[PATCH bpf-next] bpf: Make trampolines W^X

From: KP Singh
Date: Fri Jan 03 2020 - 18:47:18 EST


From: KP Singh <kpsingh@xxxxxxxxxx>

The image for the BPF trampolines is allocated with
bpf_jit_alloc_exe_page which marks this allocated page executable. This
means that the allocated memory is W and X at the same time making it
susceptible to WX based attacks.

Since the allocated memory is shared between two trampolines (the
current and the next), 2 pages must be allocated to adhere to W^X and
the following sequence is obeyed where trampolines are modified:

- Mark memory as non executable (set_memory_nx).
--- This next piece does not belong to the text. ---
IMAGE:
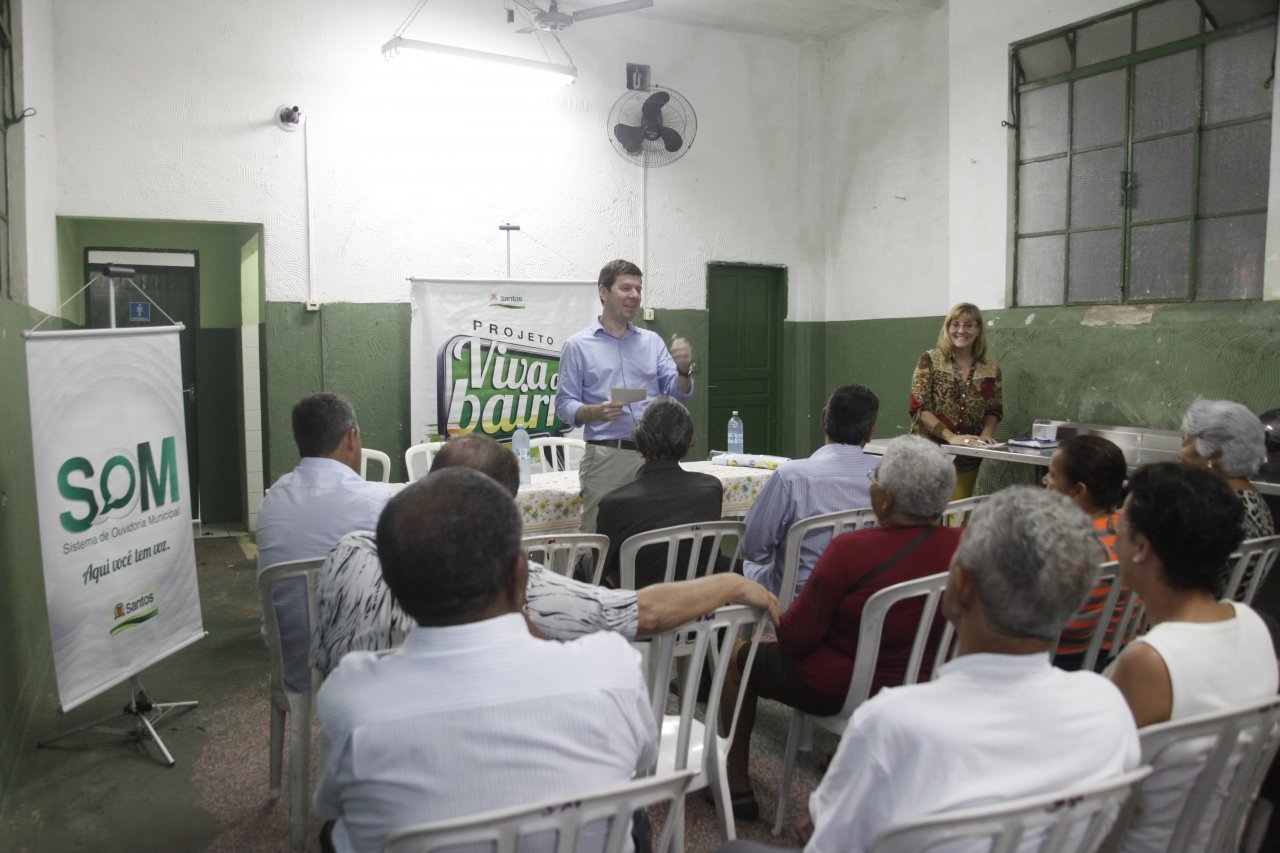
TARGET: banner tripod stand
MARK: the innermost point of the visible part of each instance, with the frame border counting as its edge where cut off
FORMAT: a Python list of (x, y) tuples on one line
[(146, 715)]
While module_alloc for
x86 allocates the memory as PAGE_KERNEL and not PAGE_KERNEL_EXEC, not
all implementations of module_alloc do so
- Mark the memory as read/write (set_memory_rw)
- Modify the trampoline
- Mark the memory as read-only (set_memory_ro)
- Mark the memory as executable (set_memory_x)

There's a window between the modification of the trampoline and setting
the trampoline as read-only where an attacker and ~could~ change the
contents of the memory. This can be further improved by adding more
verification after the memory is marked as read-only.
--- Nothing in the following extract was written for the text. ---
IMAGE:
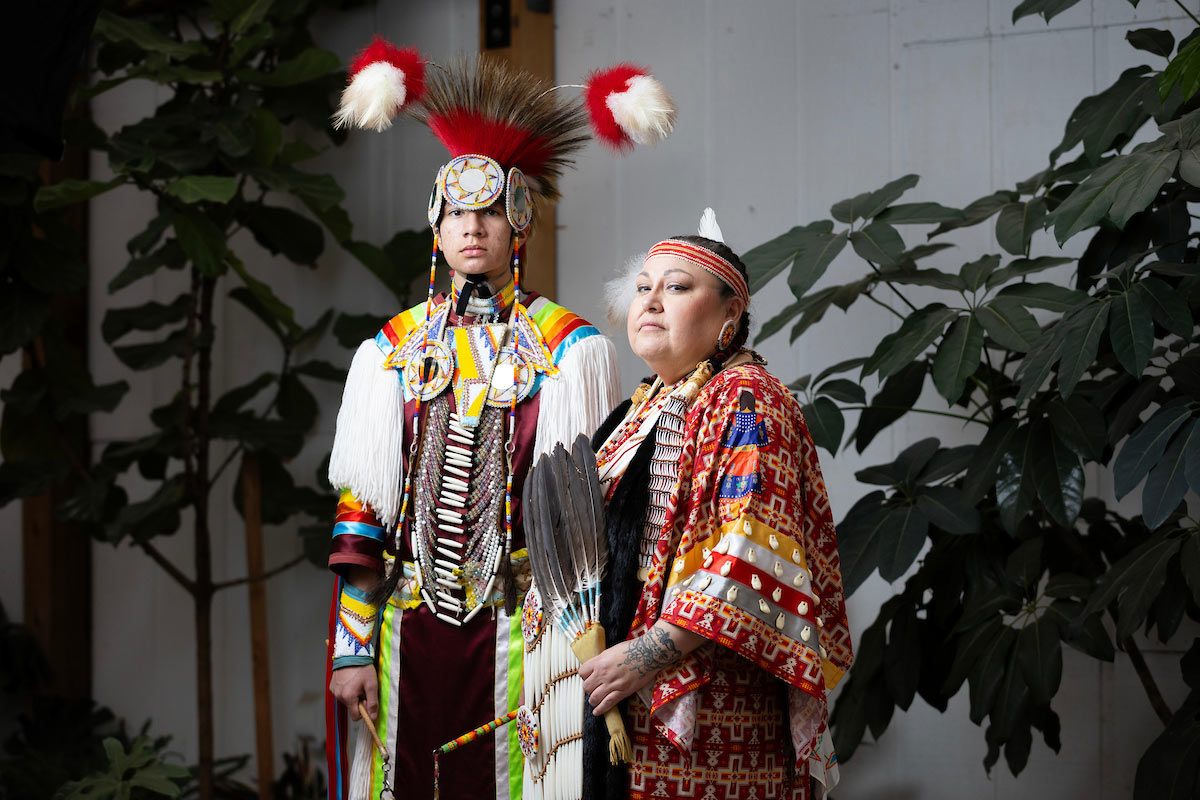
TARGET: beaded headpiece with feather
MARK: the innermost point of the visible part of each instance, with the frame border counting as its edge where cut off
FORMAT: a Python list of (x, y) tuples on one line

Reported-by: Kees Cook <keescook@xxxxxxxxxxxx>
Signed-off-by: KP Singh <kpsingh@xxxxxxxxxx>
---
arch/x86/net/bpf_jit_comp.c | 2 +-
include/linux/bpf.h | 1 -
kernel/bpf/dispatcher.c | 30 +++++++++++++++++++++++----
kernel/bpf/trampoline.c | 41 +++++++++++++++++++------------------
4 files changed, 48 insertions(+), 26 deletions(-)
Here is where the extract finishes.